VERANO12 › EL TANGO, DE CADICAMO, DISCEPOLO Y MANZI
› Por Rodolfo Rabanal
De pronto aparece el tango como objeto de interés. En este caso particular –y personal– más su poesía que su música, aunque siempre sea su música la que me convoca a la “idea” del tango, a su gusto o a su rechazo. De cualquier modo, me parece imposible hablar del tema desde posiciones academicistas o desde saberes aproximadamente consagrados. Primero porque carezco de lo que podríamos llamar una cultura tanguera del mismo modo que carezco de una verdadera cultura musical. Y en segundo lugar porque crecí en un período de la vida argentina en la que el tango era ajeno a la juventud o, mejor dicho, la juventud ajena al tango. Los famosos discos de pasta con grabaciones cuarentistas de Di Sarli, Aníbal Troilo, Juan D’Arienzo u Osvaldo Pugliese signaban a la generación de mis padres y expresaban, de algún modo, la lírica popular de sus fantasías. Desde ya, el tango no era cuestión de chicos. Además era triste, enredado y a veces hasta enojoso. Enrique Santos Discépolo confirmó esta naturaleza antes de que yo llegara a percibirla: “El tango –dijo, acaso con ironía y resignación– es un sentimiento triste que se baila”.
Todo lo anterior no impide –ni ha impedido nunca– que a lo largo de la vida el tango “ocurra” y se me imponga como una noción de identidad incuestionable. Haber nacido argentino y porteño quizás explique esta emoción. No sé si esta misma razón azarosa –orígenes y pertenencias– dilucide del todo la preferencia por ciertas letras, por algunos tangos. No es posible no distinguir la poesía en Homero Manzi, por ejemplo, si es que uno ha frecuentado con insistente deleite la poesía de cualquier ámbito, de cualquier tiempo e idioma. Igualmente sucede con Enrique Cadícamo y con Discépolo, ambos poetas y hombres de teatro. Es Cadícamo, precisamente, quien siempre vuelve con un verso tal vez único en la historia del tango, ese contundente aviso sin retorno de “Hoy vas a entrar en mi pasado...”, para mí el punto axial de “Los mareados”, la perfecta síntesis de toda su letra donde hasta el tono y el arranque musical cambian como si el tango entrara en otro tiempo melódico, algo así como la decisiva fatalidad del adiós en música y palabras.
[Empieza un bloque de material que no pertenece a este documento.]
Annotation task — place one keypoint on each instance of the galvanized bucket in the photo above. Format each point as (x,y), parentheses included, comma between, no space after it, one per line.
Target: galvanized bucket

Más de una vez, durante los años que viví en Europa, me alcanzó Manzi con los versos de “Sur”, líricos y austeros, atrevidos a la descripción justa, marcados por una especie de melancolía sin flaquezas, sentimentales (inevitablemente) pero no sensibleros. Sobre todo –otro recuerdo insistente– el inicio de la última estrofa cantada (¿o dicha?) por el Polaco Goyeneche: “San Juan y Boedo antiguo, cielo perdido/ Pompeya y al llegar al terraplén/ tus veinte años temblando de cariño/ bajo el beso que entonces te robé”. La clave aquí está cifrada –para mí– en dos palabras: cielo perdido. A partir de ese cielo que se extiende en la memoria (inmenso sobre casas bajas y yuyales) arranca y gira toda la narrativa de Manzi, su perseverante nostalgia de alta gama.
Con Discépolo las sensaciones son otras. Podríamos hablar de “la poesía cruel”, del crudo toque existencial que la rodea sin complacencias ni eufemismos. Nada expresa la profunda decepción de una época, el desencanto colectivo y personal, como la letra de “Yira-Yira”, compuesto en 1930. “Yira-Yira” y “Cambalache”, los dos tangos emblemáticos de Discépolo han tenido el raro mérito de que algunos de sus versos –duros, impiadosos, fieramente escépticos– pasaran a componer refranes populares: “Que el mundo fue y será una porquería/ ya lo sé” es sin duda uno de ellos, y no el más benigno para las actuales bogas de lo políticamente correcto.
No obstante esa inscripción perdurable, son “Cafetín de Buenos Aires” y “Uno” los tangos que se me presentan con más facilidad cuando pienso en Discépolo. “La ñata contra el vidrio/ en un azul de frío” desnuda en un verso incorruptible cierta aguda soledad de Buenos Aires y el anhelo lejano de una sociabilidad que abrigue. Parece –evoca a– Roberto Arlt en El juguete rabioso cuando el chico recorre la avenida Alvear y se siente observado desde los visillos entrecerrados de las elegantes ventanas como si el mandadero fuera un objeto extraño cuyo transitar molesta o inquieta.
En definitiva, éstas son para mí las marcas poéticas que produjo el tango. Faltaría saber, mediante un estudio que no sé si se ha hecho, qué conexiones tentativas podrían existir entre una poética de la nostalgia y del escepticismo y cierta inmanejable condición del carácter argentino.